Vu la procédure suivante :
Procédure contentieuse antérieure :
M. D... E... A... a demandé au tribunal administratif de Cergy-Pontoise d'annuler l'arrêté du 3 janvier 2023 par lequel le préfet du Val-d'Oise l'a obligé à quitter le territoire français sans délai, a fixé le pays à destination duquel il sera renvoyé en cas d'exécution d'office et a prononcé à son encontre une interdiction de retour sur le territoire français pour une durée d'un an.
Par une ordonnance du 12 janvier 2023, le président du tribunal administratif de Cergy-Pontoise a transmis la demande de M. A... au tribunal administratif de Versailles.
Par un jugement n° 2300325 du 24 février 2023, la magistrate désignée par la présidente du tribunal administratif de Versailles a rejeté sa demande.

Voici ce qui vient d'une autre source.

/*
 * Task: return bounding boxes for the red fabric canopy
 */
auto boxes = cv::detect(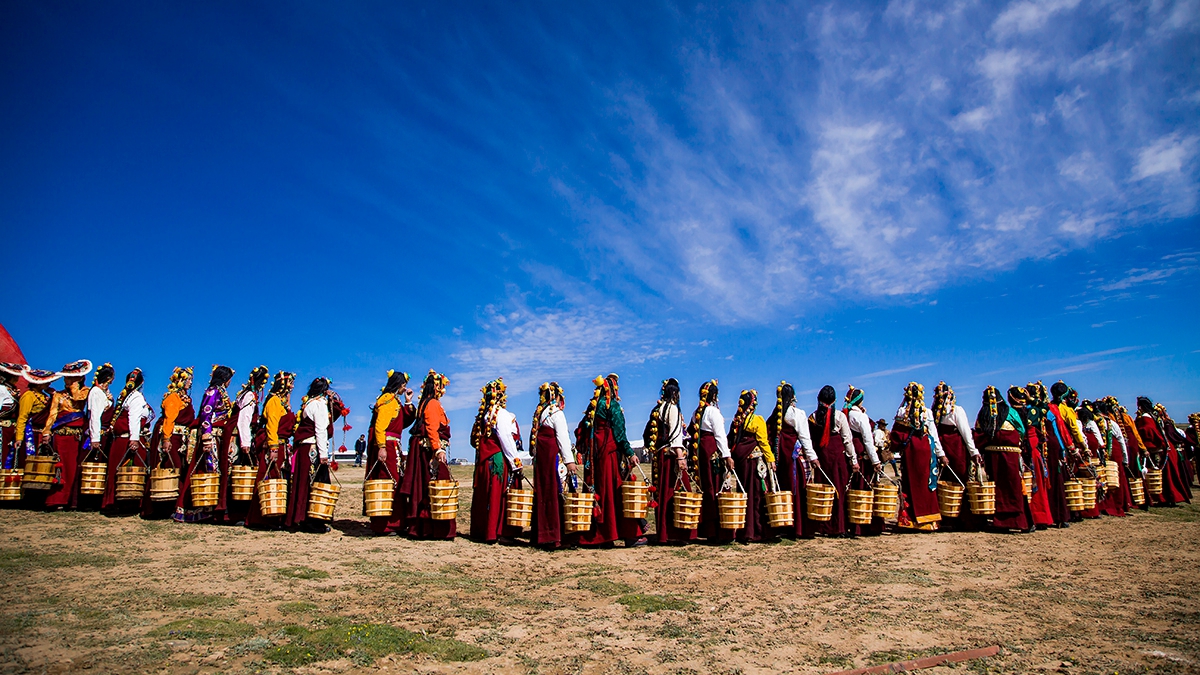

Procédure devant la cour :
Par une requête et un mémoire, enregistrés le 24 mars et 20 octobre 2023, M. A..., représenté par Me Margerie-Roué, demande à la cour :
1°) d'annuler ce jugement et de renvoyer l'affaire devant le tribunal administratif de Cergy-Pontoise ;
2°) d'annuler cet arrêté ;
3°) d'enjoindre au préfet du Val-d'Oise, sur le fondement de l'article L. 911-1 du code de justice administrative, de lui délivrer une carte de séjour temporaire portant la mention " vie privée et familiale " ou " Etudiant ", injonction assortie d'une astreinte fixée à 100 euros par jour de retard à compter du délai de quinze jours suivant la notification de la décision à intervenir en application de l'article L. 911-3 du code de justice administrative, ou à défaut, d'enjoindre au préfet du Val-d'Oise, sur le fondement de l'article L. 911-2 du code de justice administrative, de réexaminer sa situation dans un délai de quinze jours à compter de la notification de la décision de la cour et de lui délivrer, durant cet examen, une autorisation provisoire de séjour, injonction assortie d'une astreinte fixée à 100 euros par jour de retard, en application de l'article L. 911-3 du code de justice administrative.
Il soutient que :
- c'est à tort que le tribunal administratif de Cergy-Pontoise s'est déclaré incompétent ;
En ce qui concerne l'obligation de quitter le territoire français :
- il ne pouvait pas faire l'objet d'une mesure d'éloignement compte tenu de son état de santé ;
- il ne pouvait pas faire l'objet d'une mesure d'éloignement dès lors qu'il avait droit à la délivrance d'une carte de séjour temporaire mention " Etudiant " ;
- la décision porte une atteinte disproportionnée à son droit au respect de sa vie privée et familiale ;
- le préfet a commis une erreur manifeste dans l'appréciation des conséquences de la décision attaquée sur sa situation personnelle ;
En ce qui concerne l'absence de délai de départ volontaire :
- la décision n'est pas suffisamment motivée et souffre d'un défaut d'examen ;
- il est fondé à exciper de l'illégalité de l'obligation de quitter le territoire français ;
- le préfet a commis une erreur manifeste d'appréciation ;
En ce qui concerne l'interdiction de retour :
- la décision est insuffisamment motivée ;
- le préfet a commis une erreur manifeste d'appréciation ;
En ce qui concerne la décision fixant le pays de renvoi :
- il est fondé à exciper de l'illégalité de l'obligation de quitter le territoire français ;
- il encourt des risques en cas de retour en Haïti.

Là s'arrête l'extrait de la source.